Horizontal Pod Autoscaler scales on CPU or memory. For LLM workloads this is the wrong signal. An LLM pod can report 25% CPU utilization while completely saturated at the model level — the bottleneck is token throughput, not CPU cycles.

• HPA failure mode: model at 100% throughput capacity, p95 latency 8x normal — but CPU at 25%. HPA does nothing. Scale happens too late or not at all. KEDA (Kubernetes Event-Driven Autoscaler): scales on external metrics — SQS queue depth, Redis list length, Prometheus gauges. Right signal for agent workers: task queue depth. Right signal for serving pods: inference request queue or token throughput. Scale-to-zero: KEDA supports 0 replicas when queue is empty. Critical cost lever for off-peak agent workloads. Use cooldownPeriod to prevent thrashing during bursty traffic.

# KEDA ScaledObject — scale agent worker on SQS queue depth
apiVersion: keda.sh/v1alpha1
kind: ScaledObject
metadata:
  name: agent-worker-scaler
spec:
  scaleTargetRef:
    name: agent-worker
  minReplicaCount: 0          # Scale to zero when idle
  maxReplicaCount: 10
  cooldownPeriod: 300         # Wait 5 min before scaling down
  triggers:
  - type: aws-sqs-queue
    metadata:
      queueURL: https://sqs.us-east-1.amazonaws.com/123/agent-tasks
      queueLength: "5"        # 1 replica per 5 queued messages
      awsRegion: us-east-1

PodDisruptionBudgets for LLM Serving

When a K8s node drains (maintenance, spot preemption, cluster upgrade), pods are evicted. Without protection, all replicas of your LLM deployment can be evicted simultaneously — your service goes dark.

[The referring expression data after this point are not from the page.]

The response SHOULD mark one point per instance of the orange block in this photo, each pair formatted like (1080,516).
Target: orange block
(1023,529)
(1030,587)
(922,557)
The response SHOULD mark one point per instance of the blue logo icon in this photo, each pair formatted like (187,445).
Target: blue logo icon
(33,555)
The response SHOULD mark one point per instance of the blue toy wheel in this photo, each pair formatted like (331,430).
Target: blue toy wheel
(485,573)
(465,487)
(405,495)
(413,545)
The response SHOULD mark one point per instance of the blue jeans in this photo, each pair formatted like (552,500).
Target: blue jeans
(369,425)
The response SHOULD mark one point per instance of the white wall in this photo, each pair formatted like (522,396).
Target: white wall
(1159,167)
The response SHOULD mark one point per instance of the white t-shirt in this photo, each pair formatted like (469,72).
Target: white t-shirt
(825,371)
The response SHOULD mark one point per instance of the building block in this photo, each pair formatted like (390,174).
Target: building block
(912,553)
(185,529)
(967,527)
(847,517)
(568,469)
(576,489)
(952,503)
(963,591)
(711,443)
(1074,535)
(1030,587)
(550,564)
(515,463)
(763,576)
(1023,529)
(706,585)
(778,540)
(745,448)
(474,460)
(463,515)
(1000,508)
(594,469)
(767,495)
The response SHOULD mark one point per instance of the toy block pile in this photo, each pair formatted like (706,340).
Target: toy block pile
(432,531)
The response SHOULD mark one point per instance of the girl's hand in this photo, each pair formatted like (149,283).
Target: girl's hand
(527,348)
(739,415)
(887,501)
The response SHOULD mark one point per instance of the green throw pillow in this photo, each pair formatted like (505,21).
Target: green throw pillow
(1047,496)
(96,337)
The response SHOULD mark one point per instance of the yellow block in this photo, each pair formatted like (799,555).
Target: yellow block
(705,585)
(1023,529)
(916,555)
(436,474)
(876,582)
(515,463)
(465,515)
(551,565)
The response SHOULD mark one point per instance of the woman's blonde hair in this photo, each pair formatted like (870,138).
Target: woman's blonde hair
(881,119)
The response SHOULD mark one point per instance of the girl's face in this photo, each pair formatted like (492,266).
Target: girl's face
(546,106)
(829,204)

• PodDisruptionBudget (PDB): defines the minimum pods that must remain available during voluntary disruptions. Set minAvailable: 1 for any deployment with 2+ replicas. Graceful termination: set terminationGracePeriodSeconds to at least 2x your p99 inference latency. Default 30 seconds is too short for 10-second agent tasks. PreStop hook: adds a drain window between SIGTERM and pod shutdown, giving in-flight requests time to complete before the process exits.

# PodDisruptionBudget
apiVersion: policy/v1
kind: PodDisruptionBudget
metadata:
  name: llm-serving-pdb
spec:
  minAvailable: 1
  selector:
    matchLabels:
      app: llm-serving
---
# Graceful shutdown in deployment spec
spec:
  template:
    spec:
      terminationGracePeriodSeconds: 120  # 2 min for in-flight requests
      containers:
      - name: llm-server
        lifecycle:
          preStop:
            exec:
              command: ["/bin/sh", "-c", "sleep 30"]  # Drain window

Readiness vs Liveness Probes for LLM Pods

The liveness/readiness distinction matters more for LLM pods because model loading takes minutes, not milliseconds.

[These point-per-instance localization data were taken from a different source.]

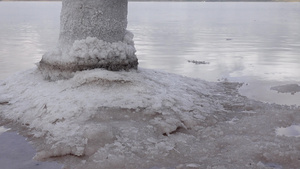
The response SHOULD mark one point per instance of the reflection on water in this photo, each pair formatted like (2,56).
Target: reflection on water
(28,29)
(16,153)
(259,40)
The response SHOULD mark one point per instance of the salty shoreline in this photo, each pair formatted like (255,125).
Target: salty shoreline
(158,116)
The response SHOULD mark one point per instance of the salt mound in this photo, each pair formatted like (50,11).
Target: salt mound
(145,118)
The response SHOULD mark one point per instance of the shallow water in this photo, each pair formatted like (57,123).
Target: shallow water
(254,43)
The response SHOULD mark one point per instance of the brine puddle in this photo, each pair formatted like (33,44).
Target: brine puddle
(16,153)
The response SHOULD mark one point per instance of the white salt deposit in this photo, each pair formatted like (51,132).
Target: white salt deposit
(2,130)
(291,131)
(145,118)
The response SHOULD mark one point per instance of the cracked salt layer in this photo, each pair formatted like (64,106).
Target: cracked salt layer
(146,118)
(3,130)
(291,131)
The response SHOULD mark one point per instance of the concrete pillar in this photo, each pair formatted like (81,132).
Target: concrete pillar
(92,35)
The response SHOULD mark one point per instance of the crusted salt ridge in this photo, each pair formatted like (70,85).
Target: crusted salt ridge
(144,118)
(89,53)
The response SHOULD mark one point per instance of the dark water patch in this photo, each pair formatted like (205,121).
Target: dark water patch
(16,153)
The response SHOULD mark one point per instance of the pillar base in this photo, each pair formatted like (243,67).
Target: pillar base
(89,53)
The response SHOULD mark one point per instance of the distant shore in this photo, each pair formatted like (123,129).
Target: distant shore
(188,0)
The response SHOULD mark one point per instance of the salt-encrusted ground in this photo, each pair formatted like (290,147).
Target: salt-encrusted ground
(145,118)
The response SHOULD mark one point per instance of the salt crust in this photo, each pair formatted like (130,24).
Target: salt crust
(61,63)
(145,118)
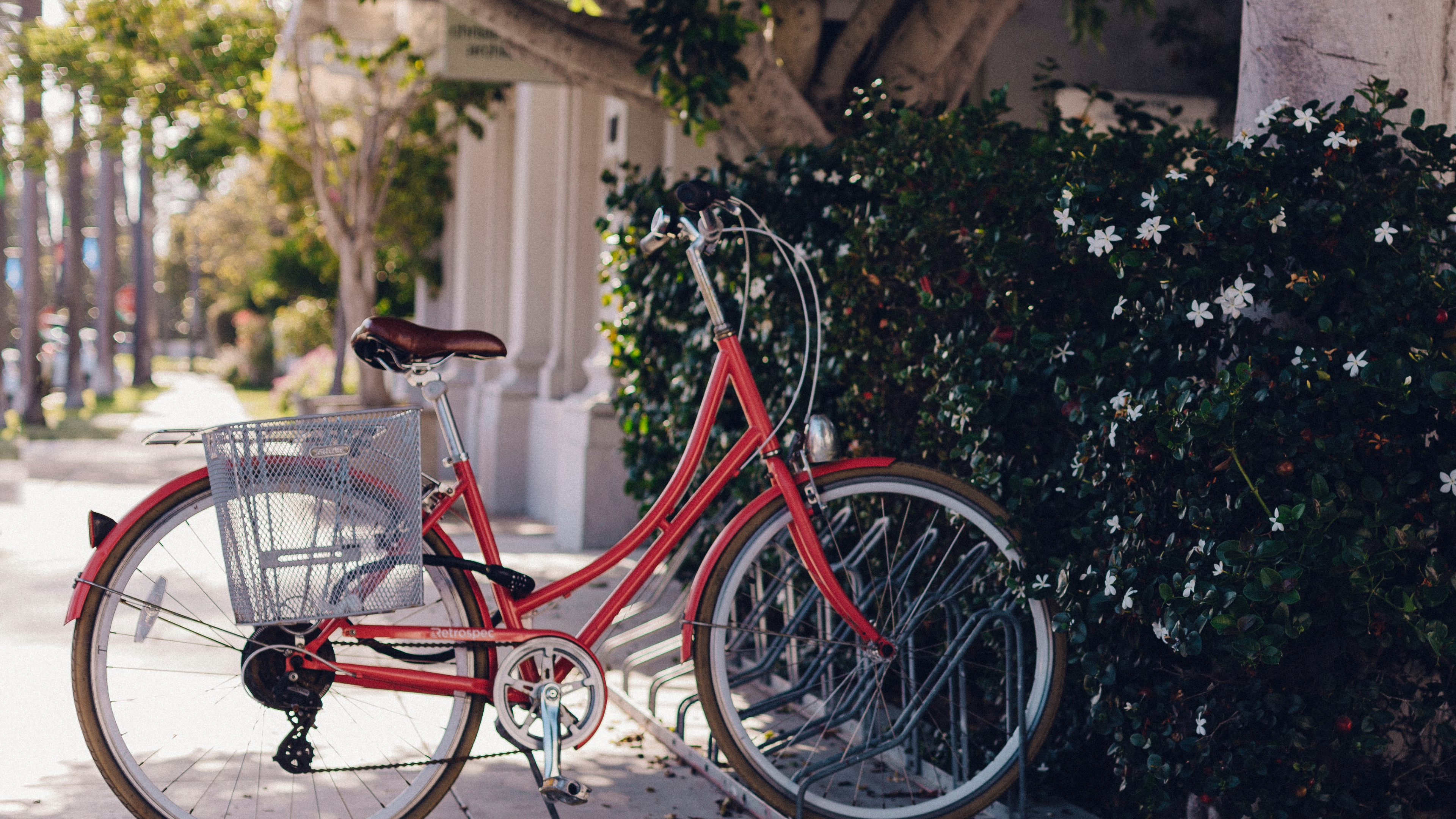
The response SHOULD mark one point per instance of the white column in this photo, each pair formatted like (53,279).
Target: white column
(1324,50)
(592,508)
(539,173)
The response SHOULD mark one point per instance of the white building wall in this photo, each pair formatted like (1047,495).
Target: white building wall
(525,264)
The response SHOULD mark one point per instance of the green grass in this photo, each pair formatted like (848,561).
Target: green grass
(260,404)
(62,423)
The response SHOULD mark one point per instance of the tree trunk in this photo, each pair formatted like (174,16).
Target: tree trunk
(75,264)
(31,259)
(5,293)
(1326,50)
(142,273)
(105,275)
(357,302)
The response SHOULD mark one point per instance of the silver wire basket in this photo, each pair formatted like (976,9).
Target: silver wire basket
(319,515)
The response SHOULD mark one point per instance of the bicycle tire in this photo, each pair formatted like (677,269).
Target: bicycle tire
(768,760)
(92,667)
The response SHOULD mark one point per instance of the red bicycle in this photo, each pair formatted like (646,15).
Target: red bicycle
(858,648)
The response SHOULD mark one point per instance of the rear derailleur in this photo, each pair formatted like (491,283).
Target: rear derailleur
(274,677)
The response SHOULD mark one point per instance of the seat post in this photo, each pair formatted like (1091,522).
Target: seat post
(435,388)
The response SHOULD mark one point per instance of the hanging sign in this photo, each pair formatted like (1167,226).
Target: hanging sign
(475,53)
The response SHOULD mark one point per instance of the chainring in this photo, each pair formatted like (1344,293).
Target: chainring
(577,671)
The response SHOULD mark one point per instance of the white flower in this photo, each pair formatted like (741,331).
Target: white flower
(1065,218)
(1199,312)
(1239,292)
(1277,222)
(1101,241)
(1152,229)
(1229,302)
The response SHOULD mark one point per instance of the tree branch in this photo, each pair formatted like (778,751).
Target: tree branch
(768,110)
(931,34)
(595,53)
(829,86)
(797,27)
(959,72)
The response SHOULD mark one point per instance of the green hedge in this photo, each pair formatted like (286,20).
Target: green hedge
(1243,511)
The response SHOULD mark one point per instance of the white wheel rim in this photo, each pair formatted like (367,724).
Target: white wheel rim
(111,729)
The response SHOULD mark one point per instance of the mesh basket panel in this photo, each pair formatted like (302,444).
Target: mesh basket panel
(319,515)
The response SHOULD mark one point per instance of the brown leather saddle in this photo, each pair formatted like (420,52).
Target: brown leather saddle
(394,344)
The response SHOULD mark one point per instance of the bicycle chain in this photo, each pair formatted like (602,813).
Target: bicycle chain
(413,764)
(391,766)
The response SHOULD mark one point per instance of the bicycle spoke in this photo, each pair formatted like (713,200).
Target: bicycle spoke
(901,736)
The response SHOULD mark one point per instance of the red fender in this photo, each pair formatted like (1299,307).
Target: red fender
(739,521)
(110,543)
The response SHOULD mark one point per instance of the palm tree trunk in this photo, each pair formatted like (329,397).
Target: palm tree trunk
(31,259)
(142,273)
(75,264)
(105,275)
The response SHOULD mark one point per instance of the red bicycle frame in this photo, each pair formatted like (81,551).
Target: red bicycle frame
(730,366)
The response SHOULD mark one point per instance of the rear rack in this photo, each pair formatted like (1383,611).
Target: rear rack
(175,436)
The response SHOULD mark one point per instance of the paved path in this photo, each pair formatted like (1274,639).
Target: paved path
(44,766)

• Readiness probe: checks if the pod is ready to serve inference. For LLM pods: HTTP GET /ready verifies model weights are loaded and tokenizer responds. Set initialDelaySeconds to cover model load time (2–15 minutes). Until readiness passes, the pod is excluded from the load balancer — not killed. Liveness probe: checks if the pod is stuck and needs a restart. Simple GET /health. Set failureThreshold high (3–5) to avoid restarting a pod processing a legitimate long request. Startup probe: for very slow-starting pods, use startupProbe with high failureThreshold to give the pod time to load before liveness kicks in. Prevents liveness from killing a pod still loading the model.